There is one thing you could do, looking at the first photo. The arm is mostly hitting the bracket that sticks out beyond the horizontal plate under the register sliders. Given where the two screws/bolts are that bracket doesn't need to be as long as it is. You could saw off the part that sticks out and then the arm will already "almost" not touch the bracket any more. More often than not mechanical accordion repair is more like general diy work than a something that requires specialist training. Common sense always helps a lot.
Yes, I suppose I could try that. Maybe a little spot Dremel grinding on the register block (removed from the box, of course). I’ve been hesitant to make permanent changes, but I think that’s a small enough change that it wouldn’t be too bad.

For the picture where the arm is hitting the pin behind one of the register switches, do you think I can shorten the pin a tiny bit (cut a little bit off) without risking failure of the switch? I tried to file the pin a bit to shorten it and soften its edges, but without much success. I have a feeling it will poke through the duct tape in only a short time and the clicking will be back for that key.
 
Yes, I suppose I could try that. Maybe a little spot Dremel grinding on the register block (removed from the box, of course). I’ve been hesitant to make permanent changes, but I think that’s a small enough change that it wouldn’t be too bad.

For the picture where the arm is hitting the pin behind one of the register switches, do you think I can shorten the pin a tiny bit (cut a little bit off) without risking failure of the switch? I tried to file the pin a bit to shorten it and soften its edges, but without much success. I have a feeling it will poke through the duct tape in only a short time and the clicking will be back for that key.
Cutting off the end of the offending piece would be a solution.

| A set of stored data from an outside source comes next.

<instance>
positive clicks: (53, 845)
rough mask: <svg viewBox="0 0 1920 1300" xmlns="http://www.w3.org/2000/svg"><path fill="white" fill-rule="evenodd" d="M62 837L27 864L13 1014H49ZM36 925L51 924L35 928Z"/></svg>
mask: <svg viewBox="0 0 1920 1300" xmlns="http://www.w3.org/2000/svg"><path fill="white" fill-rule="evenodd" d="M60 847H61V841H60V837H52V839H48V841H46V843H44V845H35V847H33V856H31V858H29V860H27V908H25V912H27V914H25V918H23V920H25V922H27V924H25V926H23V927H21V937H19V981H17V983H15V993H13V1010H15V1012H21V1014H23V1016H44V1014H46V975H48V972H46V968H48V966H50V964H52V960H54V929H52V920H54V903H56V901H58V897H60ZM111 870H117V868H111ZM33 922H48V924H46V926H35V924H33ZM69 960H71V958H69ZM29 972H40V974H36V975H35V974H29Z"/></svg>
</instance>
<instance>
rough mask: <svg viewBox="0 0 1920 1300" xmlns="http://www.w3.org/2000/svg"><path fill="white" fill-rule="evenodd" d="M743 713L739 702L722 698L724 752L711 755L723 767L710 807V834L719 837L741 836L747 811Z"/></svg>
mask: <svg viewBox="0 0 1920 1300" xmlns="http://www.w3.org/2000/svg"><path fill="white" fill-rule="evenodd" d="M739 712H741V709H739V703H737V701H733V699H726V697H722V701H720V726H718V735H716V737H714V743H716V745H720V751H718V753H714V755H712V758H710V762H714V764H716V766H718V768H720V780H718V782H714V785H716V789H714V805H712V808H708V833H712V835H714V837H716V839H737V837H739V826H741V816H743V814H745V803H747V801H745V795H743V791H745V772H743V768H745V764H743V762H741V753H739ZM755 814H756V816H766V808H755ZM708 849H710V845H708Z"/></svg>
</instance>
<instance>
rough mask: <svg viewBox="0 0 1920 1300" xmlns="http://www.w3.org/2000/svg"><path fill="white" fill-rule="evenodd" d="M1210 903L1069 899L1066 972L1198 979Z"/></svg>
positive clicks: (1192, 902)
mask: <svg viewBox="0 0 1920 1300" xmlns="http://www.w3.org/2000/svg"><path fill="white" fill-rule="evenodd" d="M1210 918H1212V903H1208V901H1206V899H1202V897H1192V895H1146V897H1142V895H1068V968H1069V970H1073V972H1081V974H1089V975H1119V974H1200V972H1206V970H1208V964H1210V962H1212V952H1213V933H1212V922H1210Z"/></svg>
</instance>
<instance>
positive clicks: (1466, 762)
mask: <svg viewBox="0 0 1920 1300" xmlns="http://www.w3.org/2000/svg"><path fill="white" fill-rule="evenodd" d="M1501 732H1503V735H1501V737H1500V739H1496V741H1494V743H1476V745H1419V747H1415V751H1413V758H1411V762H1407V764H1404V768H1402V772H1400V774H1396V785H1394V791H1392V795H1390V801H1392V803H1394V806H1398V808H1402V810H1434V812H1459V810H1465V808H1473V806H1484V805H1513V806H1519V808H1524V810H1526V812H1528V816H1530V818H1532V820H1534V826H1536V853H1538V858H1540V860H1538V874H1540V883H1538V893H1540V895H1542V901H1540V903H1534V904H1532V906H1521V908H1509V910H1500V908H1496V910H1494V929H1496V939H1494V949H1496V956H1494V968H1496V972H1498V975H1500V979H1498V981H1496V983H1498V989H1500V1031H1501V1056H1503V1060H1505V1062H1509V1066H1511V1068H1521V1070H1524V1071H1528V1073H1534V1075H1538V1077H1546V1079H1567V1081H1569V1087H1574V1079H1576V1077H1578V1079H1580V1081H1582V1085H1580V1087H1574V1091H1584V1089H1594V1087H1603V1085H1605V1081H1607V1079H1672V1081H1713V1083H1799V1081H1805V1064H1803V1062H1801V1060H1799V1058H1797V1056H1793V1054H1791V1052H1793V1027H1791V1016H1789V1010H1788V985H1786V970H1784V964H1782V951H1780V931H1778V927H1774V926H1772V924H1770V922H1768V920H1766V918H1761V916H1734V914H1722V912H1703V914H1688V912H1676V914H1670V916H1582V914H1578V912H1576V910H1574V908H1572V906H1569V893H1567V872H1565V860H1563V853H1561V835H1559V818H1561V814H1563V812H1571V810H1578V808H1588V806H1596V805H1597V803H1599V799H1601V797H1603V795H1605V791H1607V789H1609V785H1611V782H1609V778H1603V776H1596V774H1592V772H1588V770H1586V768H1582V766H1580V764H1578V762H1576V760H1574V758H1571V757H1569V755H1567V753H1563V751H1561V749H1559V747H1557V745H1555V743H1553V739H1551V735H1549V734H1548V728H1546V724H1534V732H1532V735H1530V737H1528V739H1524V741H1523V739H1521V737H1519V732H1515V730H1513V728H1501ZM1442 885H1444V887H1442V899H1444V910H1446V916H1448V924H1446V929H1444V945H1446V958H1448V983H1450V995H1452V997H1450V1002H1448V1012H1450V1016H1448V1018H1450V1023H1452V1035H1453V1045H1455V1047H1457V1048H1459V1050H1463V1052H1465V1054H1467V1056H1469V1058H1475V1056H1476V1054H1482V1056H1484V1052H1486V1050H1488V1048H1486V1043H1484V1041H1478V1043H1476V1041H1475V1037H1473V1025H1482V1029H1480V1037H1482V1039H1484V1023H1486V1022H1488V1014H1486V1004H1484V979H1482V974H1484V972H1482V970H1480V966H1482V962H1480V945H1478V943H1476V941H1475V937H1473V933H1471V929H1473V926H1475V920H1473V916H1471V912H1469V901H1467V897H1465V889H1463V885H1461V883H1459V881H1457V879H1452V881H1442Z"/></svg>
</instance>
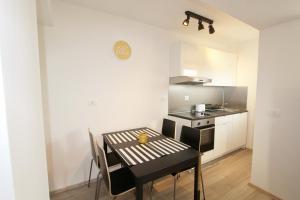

Before I tried it I'd work the mechanism for the shifts several times with the end of a screwdriver or pencil eraser end on the offending pin and anything that slides on it. You want to see if it is indeed a bit longer than is needed (it looks like it might be). If you decide that there is nothing risked by abbreviating it the next question is whether you can do it in place.

Dremel with cut off wheel or grinder? Is there room to get in there acccurately without hitting something else? Can you adequtely catch all the fine metal debris that will result? If it needs to be pulled to get at it properly do you have the good fitting screwdrivers needed to loosen the "pretty tight been there for decades" screws holding the mechanism in place?

Surely doable and probably a lot faster than disassembling the keyboard.

On the other hand, it the tape does give up could you just use a more durable cloth tape, or a thin bit of leather glued on over the clacking key shaft? ( If you go there, hold a strip of whatever you are thinking of using in place while you depress the key to ensure it's not so thick that it prevents th pallet from adequately opening.) I'd surely wait to see just how long the tape lasts before doing anything else.

Is it working now? Play on and be happy!